L' actuelle proposition de loi sénatoriale 385 renforce cette tendance en préconisant l’intégration des centres experts — dédiés exclusivement au diagnostic d’une maladie ou d’un trouble unique — dans le “système de soins hospitalo-universitaire”.
V. L'extractif (2020 → ...)
Nous voici entrés dans l'ère de la psychiatrie extractive.
Tous les dispositifs numériques et algorithmiques mis en place cette dernière décennie ne convergent plus que vers la simple extraction de données de population toujours plus vastes, leur stockage, et leur mise à disposition sur un méga marché international.
Nombre d’opérateurs, de plateformes, issus de la tech, peuvent désormais se constituer un énorme stock de datas négociable par qui le souhaite (et en a les moyens) : université ou organisme scientifique, opérateur public ou agence d’état mais aussi et surtout secteurs plus lucratif : monde de la formation privée dégradée, sphère assurancielle et industrie pharmaceutique
La donnée n'est plus un sous-produit du soin : elle en est devenue sa finalité (in)avouée.

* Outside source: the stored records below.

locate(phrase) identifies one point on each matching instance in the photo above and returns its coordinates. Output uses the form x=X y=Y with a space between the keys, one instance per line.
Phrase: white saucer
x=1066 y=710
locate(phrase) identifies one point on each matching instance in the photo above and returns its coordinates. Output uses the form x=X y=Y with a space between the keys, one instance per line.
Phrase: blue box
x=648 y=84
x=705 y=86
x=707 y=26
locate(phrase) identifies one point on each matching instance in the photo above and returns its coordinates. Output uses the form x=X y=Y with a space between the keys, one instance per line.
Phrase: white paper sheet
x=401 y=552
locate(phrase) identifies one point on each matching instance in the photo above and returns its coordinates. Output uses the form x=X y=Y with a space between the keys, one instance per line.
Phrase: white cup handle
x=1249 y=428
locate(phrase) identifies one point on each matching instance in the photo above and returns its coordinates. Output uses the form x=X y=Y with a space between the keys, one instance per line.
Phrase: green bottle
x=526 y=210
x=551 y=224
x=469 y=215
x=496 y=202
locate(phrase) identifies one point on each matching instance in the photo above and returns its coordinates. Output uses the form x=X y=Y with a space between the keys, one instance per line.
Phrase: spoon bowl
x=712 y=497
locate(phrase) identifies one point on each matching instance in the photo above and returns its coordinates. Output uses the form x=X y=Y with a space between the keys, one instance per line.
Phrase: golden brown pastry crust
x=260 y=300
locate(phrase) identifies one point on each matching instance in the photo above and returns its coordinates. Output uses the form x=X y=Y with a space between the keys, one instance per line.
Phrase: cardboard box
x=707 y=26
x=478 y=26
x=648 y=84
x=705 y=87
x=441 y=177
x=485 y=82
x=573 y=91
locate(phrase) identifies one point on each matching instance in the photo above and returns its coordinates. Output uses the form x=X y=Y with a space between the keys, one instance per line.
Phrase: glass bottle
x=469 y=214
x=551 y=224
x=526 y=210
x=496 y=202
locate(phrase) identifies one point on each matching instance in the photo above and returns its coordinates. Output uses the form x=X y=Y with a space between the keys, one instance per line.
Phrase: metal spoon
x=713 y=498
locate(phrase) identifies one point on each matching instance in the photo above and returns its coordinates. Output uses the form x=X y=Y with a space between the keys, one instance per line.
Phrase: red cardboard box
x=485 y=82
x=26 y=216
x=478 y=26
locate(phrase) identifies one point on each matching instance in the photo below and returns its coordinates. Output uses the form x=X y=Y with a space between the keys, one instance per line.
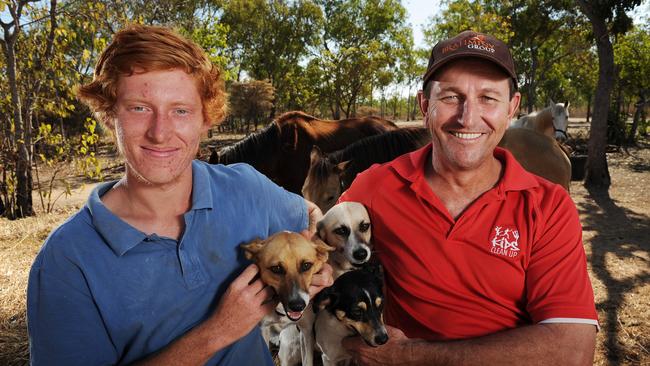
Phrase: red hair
x=142 y=48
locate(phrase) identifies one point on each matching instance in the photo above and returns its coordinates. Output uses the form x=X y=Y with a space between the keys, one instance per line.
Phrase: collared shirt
x=101 y=292
x=513 y=257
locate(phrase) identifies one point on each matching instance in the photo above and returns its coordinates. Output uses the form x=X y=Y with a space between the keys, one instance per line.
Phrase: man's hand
x=246 y=301
x=394 y=352
x=315 y=215
x=321 y=279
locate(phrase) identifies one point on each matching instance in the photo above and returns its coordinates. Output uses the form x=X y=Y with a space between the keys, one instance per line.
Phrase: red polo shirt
x=514 y=256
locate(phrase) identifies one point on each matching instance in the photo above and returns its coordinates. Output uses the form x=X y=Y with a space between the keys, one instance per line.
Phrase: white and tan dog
x=346 y=227
x=287 y=262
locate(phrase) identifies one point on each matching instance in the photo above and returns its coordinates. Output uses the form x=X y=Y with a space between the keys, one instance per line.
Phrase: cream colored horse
x=539 y=154
x=552 y=121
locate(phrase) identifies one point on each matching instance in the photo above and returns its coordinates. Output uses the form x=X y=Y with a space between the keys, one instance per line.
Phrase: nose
x=159 y=128
x=360 y=254
x=381 y=338
x=470 y=109
x=296 y=305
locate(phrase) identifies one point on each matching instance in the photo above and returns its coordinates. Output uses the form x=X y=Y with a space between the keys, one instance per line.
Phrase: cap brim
x=463 y=54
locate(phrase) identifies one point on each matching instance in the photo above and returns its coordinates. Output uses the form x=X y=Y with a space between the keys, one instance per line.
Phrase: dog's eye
x=342 y=231
x=305 y=266
x=356 y=313
x=277 y=269
x=364 y=226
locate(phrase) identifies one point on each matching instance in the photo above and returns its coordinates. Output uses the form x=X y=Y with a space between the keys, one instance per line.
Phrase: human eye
x=137 y=108
x=450 y=99
x=489 y=99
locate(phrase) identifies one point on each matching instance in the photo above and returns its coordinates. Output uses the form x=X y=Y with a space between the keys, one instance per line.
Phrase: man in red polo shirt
x=484 y=262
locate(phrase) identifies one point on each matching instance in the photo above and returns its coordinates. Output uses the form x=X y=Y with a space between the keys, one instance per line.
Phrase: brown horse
x=330 y=175
x=552 y=121
x=281 y=150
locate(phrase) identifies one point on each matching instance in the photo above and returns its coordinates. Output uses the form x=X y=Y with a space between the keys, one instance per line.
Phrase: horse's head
x=560 y=113
x=323 y=183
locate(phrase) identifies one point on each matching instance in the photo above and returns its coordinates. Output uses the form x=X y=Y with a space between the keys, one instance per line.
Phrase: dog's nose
x=296 y=305
x=381 y=339
x=360 y=254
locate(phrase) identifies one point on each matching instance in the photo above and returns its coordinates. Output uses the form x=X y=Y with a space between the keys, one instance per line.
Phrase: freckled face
x=158 y=124
x=468 y=112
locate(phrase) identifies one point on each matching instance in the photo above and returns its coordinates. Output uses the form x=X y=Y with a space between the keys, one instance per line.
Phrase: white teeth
x=466 y=136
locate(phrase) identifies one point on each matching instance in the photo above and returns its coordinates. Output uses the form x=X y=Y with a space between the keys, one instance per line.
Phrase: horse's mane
x=254 y=148
x=378 y=149
x=288 y=116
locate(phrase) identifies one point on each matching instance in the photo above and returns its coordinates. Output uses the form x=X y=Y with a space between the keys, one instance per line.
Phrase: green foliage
x=270 y=40
x=251 y=101
x=365 y=43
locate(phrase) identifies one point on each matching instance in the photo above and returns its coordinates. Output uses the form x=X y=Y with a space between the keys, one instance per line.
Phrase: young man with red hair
x=150 y=270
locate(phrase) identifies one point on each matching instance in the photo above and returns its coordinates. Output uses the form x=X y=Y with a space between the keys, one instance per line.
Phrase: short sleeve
x=557 y=282
x=64 y=324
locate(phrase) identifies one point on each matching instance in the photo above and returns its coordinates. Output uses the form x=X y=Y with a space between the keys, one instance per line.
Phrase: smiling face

La subjectivité elle-même — ce qu'il y a de plus intime dans la souffrance — se trouve transformée en ressource exploitable.
« Le soin, c'est être présent à l'autre.
Tout le reste n'est que commentaire. »
— Jean Oury
Épilogue : Reprendre le soin
À force de pourchasser le risque, la psychiatrie contemporaine a engendré le risque majeur : celui de ne plus soigner, de ne plus écouter, de ne plus rencontrer. Ce qui se normalise aujourd'hui n'est pas la folie — c'est l'idée que l'humain doit se plier à l'outil, que le sujet doit se conformer au formulaire, que la souffrance doit s'indexer sur les catégories disponibles.
On nous dit que c'est objectif. En réalité, c'est politique, économique, idéologique. Chaque choix technique est un choix de valeurs ; chaque algorithme incarne une vision du monde — et de ce que nous faisons de ceux qui souffrent.
Rencontrer un sujet aujourd'hui, véritablement — sans l'écran entre soi et lui, sans le formulaire qui dicte les questions —, c'est déjà un acte de résistance. La résistance commence quand un clinicien ose écouter avant de cocher, comprendre avant d'expliquer, soigner avant d'administrer. Elle commence quand on refuse de laisser la donnée écrire l'histoire du sujet.
Face à la psychiatrie extractive, la rencontre est déjà un acte de résistance, la clinique devient un acte de désobéissance.